Answers to common questions about Heretic's functionality, performance, and usage.

## General Questions

<AccordionGroup>
  <Accordion title="What is abliteration?">
    **Abliteration** (or "directional ablation") is a technique for removing censorship from language models by modifying their internal weight matrices.

    ### How It Works

    The technique was introduced by [Arditi et al. (2024)](https://arxiv.org/abs/2406.11717) and works by:

    1. **Identifying refusal directions**: Computing the difference in hidden states between "harmful" and "harmless" prompts
    2. **Orthogonalizing weight matrices**: Modifying specific transformer components (attention out-projection and MLP down-projection) to inhibit these refusal directions
    3. **Preserving model capabilities**: Making surgical changes that remove censorship while minimizing damage to the model's general intelligence

    ### Why "Abliteration"?

    The term combines:

    * **Ablation**: Removing or inhibiting specific model behaviors
    * **Obliteration**: Completely eliminating censorship responses

    ### Heretic's Innovations

    Heretic advances the original abliteration technique:

    * **Automatic parameter optimization**: Uses TPE (Tree-structured Parzen Estimator) to find optimal ablation parameters
    * **Flexible weight kernels**: Adjusts ablation strength across different layers
    * **Direction interpolation**: Uses fractional direction indices to explore directions beyond individual layers
    * **Component-specific ablation**: Applies different parameters to attention vs. MLP components

    <Info>
      Unlike fine-tuning or RLHF, abliteration doesn't require training data or GPU-intensive optimization loops. It's a direct weight modification that takes minutes to hours rather than days.
    </Info>
  </Accordion>

  <Accordion title="How long does it take to process a model?">
    Processing time depends on several factors:

    ### By Model Size (RTX 3090, default settings)
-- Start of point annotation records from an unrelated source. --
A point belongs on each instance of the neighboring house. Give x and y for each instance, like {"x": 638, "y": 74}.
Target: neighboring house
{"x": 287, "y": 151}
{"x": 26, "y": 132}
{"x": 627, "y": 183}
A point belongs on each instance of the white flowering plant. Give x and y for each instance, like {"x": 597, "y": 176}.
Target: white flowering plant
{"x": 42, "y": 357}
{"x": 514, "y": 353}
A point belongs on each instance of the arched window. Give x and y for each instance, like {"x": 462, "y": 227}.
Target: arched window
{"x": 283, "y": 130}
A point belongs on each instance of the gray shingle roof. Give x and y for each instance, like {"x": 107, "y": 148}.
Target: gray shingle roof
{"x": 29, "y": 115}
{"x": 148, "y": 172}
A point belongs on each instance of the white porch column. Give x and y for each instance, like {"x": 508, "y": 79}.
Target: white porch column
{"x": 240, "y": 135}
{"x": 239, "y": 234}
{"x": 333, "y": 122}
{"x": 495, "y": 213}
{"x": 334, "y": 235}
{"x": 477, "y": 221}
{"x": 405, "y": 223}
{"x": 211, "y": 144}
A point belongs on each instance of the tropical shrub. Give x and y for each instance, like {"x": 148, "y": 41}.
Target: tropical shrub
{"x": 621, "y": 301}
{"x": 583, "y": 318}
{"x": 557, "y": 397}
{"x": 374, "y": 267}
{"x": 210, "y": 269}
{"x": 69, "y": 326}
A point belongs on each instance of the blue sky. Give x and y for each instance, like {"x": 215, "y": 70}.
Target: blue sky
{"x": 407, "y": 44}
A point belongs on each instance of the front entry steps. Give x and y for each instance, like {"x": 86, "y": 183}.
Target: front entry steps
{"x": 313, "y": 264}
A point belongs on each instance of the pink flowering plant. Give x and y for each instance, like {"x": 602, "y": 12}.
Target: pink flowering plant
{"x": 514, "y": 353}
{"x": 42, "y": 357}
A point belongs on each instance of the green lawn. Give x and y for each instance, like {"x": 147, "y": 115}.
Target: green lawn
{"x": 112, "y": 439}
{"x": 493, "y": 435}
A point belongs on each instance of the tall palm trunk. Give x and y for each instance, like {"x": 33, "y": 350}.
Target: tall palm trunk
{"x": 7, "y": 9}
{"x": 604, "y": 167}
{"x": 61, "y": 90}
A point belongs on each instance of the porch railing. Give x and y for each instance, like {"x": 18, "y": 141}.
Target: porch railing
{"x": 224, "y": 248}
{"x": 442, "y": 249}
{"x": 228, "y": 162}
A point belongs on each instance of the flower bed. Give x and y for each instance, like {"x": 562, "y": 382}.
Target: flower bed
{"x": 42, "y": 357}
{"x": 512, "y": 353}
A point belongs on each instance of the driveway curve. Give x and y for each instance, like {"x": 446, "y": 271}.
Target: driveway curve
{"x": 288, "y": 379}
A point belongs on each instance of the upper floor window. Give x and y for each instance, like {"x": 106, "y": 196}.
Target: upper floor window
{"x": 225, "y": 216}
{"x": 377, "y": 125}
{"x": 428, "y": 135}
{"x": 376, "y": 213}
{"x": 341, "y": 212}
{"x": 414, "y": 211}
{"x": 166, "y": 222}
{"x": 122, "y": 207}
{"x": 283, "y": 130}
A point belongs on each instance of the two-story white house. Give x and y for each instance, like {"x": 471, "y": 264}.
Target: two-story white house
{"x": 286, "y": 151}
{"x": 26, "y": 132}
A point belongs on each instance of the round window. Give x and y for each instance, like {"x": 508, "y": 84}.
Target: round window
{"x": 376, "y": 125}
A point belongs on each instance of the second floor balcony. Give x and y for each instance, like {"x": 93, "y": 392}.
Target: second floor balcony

    | Model Size        | Approximate Time |
    | ----------------- | ---------------- |
    | 1-4B parameters   | 15-30 minutes    |
    | 7-8B parameters   | 45-60 minutes    |
    | 13B parameters    | 1-2 hours        |
    | 20-30B parameters | 2-3 hours        |
    | 70B+ parameters   | 4-8 hours        |

    **Benchmark**: Llama-3.1-8B-Instruct takes approximately **45 minutes** on an RTX 3090 with default configuration.

    ### Factors Affecting Speed

    **Hardware:**

    * GPU model (faster GPUs = faster processing)
    * VRAM capacity (affects batch size)
    * CPU speed (for CPU-based operations like PaCMAP)

    **Configuration:**

    * Number of trials (`--n-trials`, default \~20)
    * Batch size (auto-determined or manual)
    * Quantization (slightly slower but uses less VRAM)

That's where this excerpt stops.